Another promising ‘field-technique’ widely practiced is the analysis of excavated upper parts of the main root system [115-117]. This method is termed “Shovelomics” [117] and is performed by excavating a few liters of soil with one crop plant in the center of the surface. Soil is gently washed away from the top part of the root system and the core skeleton of the main root branches is then analyzed for parameters such as root angles and densities (Figure 3). Analysis methods comprise a wide range of different techniques from simple rating and counting [117] to imaging in combination with custom image analysis software [115,118,119], allowing to measure basic root characteristics related to branching, root dimensions and structure (Figure 3). The shovelomics method still has to prove its value for trait-based selection by delivering new yield-related traits that cannot be measured sufficiently above-ground.

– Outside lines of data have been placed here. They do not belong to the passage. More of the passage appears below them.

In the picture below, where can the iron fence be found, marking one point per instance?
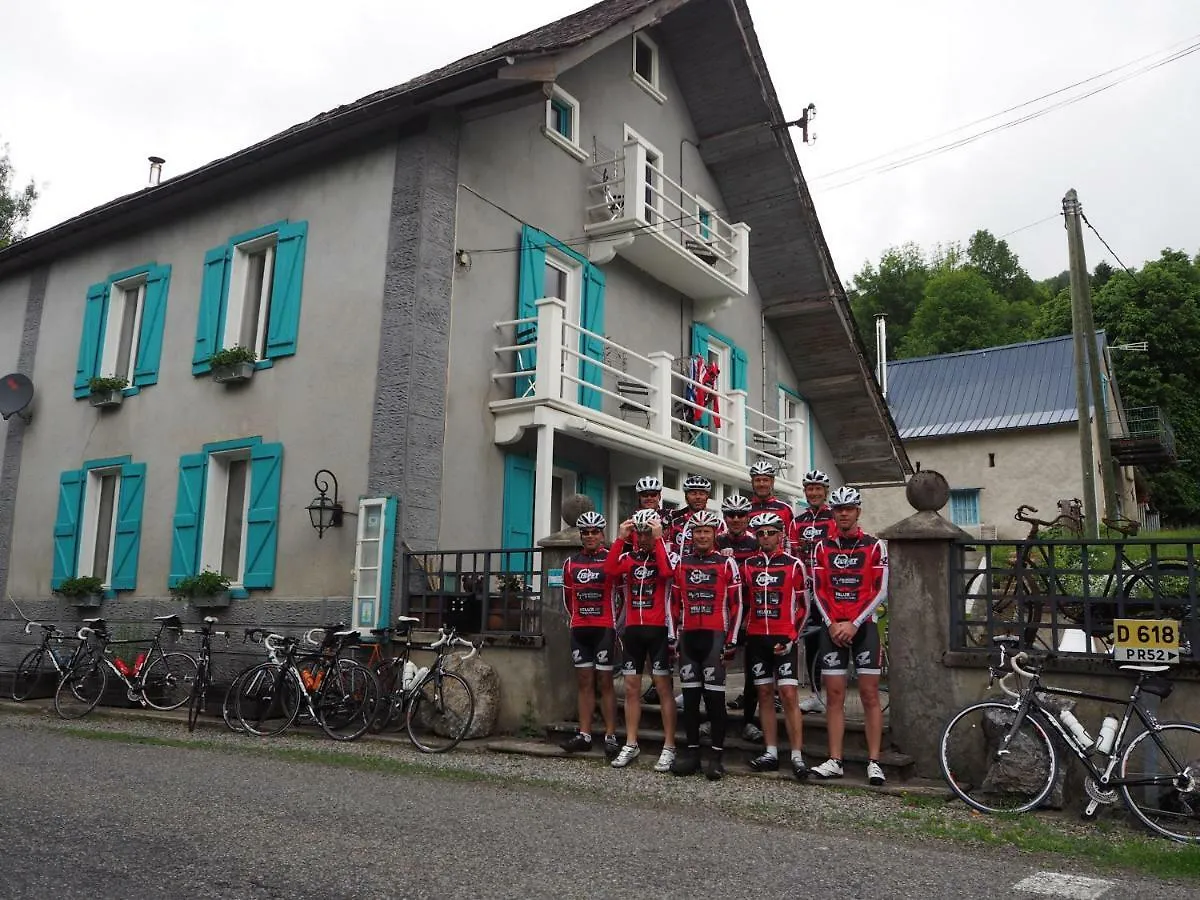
(489, 592)
(1063, 595)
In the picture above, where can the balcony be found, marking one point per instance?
(574, 381)
(636, 210)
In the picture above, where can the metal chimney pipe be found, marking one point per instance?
(881, 352)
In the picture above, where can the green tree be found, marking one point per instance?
(16, 203)
(959, 312)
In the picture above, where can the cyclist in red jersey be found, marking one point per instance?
(775, 586)
(588, 597)
(643, 579)
(850, 576)
(811, 526)
(706, 600)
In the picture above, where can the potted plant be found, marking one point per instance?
(106, 390)
(233, 364)
(84, 591)
(207, 589)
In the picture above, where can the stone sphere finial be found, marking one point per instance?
(928, 491)
(575, 507)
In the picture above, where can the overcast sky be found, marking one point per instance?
(91, 89)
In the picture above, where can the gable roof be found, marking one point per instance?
(1020, 385)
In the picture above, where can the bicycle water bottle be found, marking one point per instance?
(1108, 732)
(1075, 727)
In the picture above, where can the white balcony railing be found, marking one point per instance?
(557, 361)
(664, 228)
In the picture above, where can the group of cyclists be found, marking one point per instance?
(689, 586)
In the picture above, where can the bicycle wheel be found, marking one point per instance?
(439, 712)
(81, 688)
(983, 779)
(167, 682)
(1170, 756)
(268, 700)
(347, 701)
(28, 672)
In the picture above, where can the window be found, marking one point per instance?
(646, 66)
(227, 513)
(123, 325)
(965, 507)
(562, 124)
(251, 293)
(97, 531)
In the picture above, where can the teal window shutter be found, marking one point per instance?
(93, 337)
(263, 515)
(66, 527)
(129, 526)
(185, 544)
(283, 327)
(214, 289)
(154, 315)
(531, 281)
(592, 319)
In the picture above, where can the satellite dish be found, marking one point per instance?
(16, 394)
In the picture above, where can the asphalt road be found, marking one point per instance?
(87, 819)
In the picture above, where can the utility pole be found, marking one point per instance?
(1083, 341)
(1099, 395)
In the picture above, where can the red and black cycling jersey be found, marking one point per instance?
(707, 594)
(588, 589)
(777, 594)
(811, 526)
(850, 576)
(742, 546)
(643, 580)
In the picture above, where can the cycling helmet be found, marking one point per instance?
(846, 496)
(591, 520)
(736, 503)
(648, 484)
(767, 520)
(645, 520)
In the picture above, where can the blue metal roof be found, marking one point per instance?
(1020, 385)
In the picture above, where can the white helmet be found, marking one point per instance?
(591, 520)
(648, 484)
(846, 496)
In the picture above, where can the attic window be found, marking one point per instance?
(646, 66)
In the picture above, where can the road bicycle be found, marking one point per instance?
(198, 697)
(1003, 755)
(340, 694)
(162, 679)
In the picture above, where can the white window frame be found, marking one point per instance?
(216, 493)
(568, 143)
(653, 156)
(239, 277)
(652, 87)
(89, 525)
(114, 325)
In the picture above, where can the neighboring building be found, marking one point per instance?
(1001, 425)
(631, 161)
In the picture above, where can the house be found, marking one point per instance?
(1001, 425)
(467, 297)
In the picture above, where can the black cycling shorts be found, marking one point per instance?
(642, 642)
(700, 660)
(765, 666)
(592, 647)
(865, 648)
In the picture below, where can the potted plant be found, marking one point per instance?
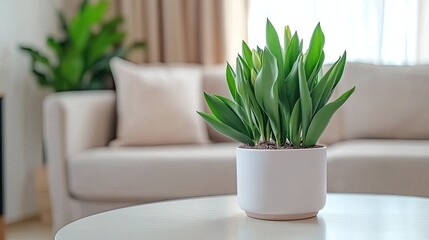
(82, 53)
(278, 109)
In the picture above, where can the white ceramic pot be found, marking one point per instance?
(285, 184)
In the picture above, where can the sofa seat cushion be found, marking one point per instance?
(379, 166)
(153, 173)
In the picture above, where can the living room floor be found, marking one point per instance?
(31, 229)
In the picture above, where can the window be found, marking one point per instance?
(373, 31)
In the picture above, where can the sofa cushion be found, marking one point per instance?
(152, 173)
(379, 166)
(157, 104)
(389, 102)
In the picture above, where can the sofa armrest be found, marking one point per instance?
(73, 122)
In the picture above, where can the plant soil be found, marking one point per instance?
(272, 145)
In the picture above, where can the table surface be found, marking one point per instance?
(345, 216)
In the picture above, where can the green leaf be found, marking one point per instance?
(314, 50)
(80, 26)
(63, 22)
(273, 44)
(319, 90)
(225, 129)
(306, 104)
(256, 59)
(332, 81)
(54, 45)
(247, 54)
(292, 53)
(295, 124)
(230, 79)
(292, 85)
(312, 80)
(103, 43)
(322, 118)
(266, 89)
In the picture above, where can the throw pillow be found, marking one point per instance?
(157, 104)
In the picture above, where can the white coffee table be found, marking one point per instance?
(345, 216)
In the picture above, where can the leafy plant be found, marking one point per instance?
(279, 94)
(82, 54)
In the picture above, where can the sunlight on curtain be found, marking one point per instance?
(373, 31)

Other techniques applicable to field studies are based on so-called mini-rhizotron systems which consist of plexiglas tubes inserted into the soil, in which a small camera or a scanner, is inspecting the surrounding root-soil continuum (see review by Johnson et al. [120]). Limited numbers of genotypes may be monitored using these mini-rhizotrons [121,122]. Several other, indirect methods were proposed and used to analyze root system architecture or overall root performance, such as root pulling resistance [123] or the analysis of leaf abscisic acid content [124]. Total root mass has been proposed as a trait to be measured by electrical capacitance measurements that analyze the response behavior of currents applied to one electrode inserted at the base of the stem and to another electrode in the rooting substrate [125,126]. This method has been used in high-throughput analyses of root mass in the field [127,128], but recent studies indicate that the “root capacitance” may be more related to the cross sectional area (or circumference) of the root at the soil [129] or solution surface [130]. These observations cast some doubt on the reliability of this otherwise promising approach to explore root-soil interactions and root phenotypes based on electrical properties. Clearly, the intensity of water uptake is related to transpiration (and thereby can be assessed with thermography as shown above) and it alters electrical properties of the soil in a way that can be determined by changes of the total electrical resistivity of soil situated between two electrodes [131]. Maybe, a dynamic analysis of ion and water content in the rhizosphere, which can be performed on the basis of electrical analyses, will become an element of our capabilities to characterize an important trait of the multidimensional plant phenotype: water and nutrient uptake. Of course, this does not depend only on the root system architecture, but also on intrinsic hydraulic properties and the uptake and transport efficiency of tissues [132,133]. Therefore, the set of methods to analyze overall indicators of plant performance in plant phenotyping will increase surely in the near future, allowing then to obtain a more and more holistic view of plant performance.

Conclusion

The field of plant phenotyping is still under rapid development at the moment. Image-based plant phenotyping is beginning to prove its value not only in basic science, but also in crop breeding and precision agriculture, providing a quantitative basis of the description of plant-environment-interactions. Key to the success is the ease and applicability of modern image analysis approaches that are applied at multiple points in time throughout crop development, thereby allowing for cost-efficient high-throughput phenotyping at appropriate ontogenetical stages. Since the potential of image analysis in the context of plant phenotyping is far from being adequately exploited, the scientific field of plant phenotyping can be expected to continue prospering throughout the coming years.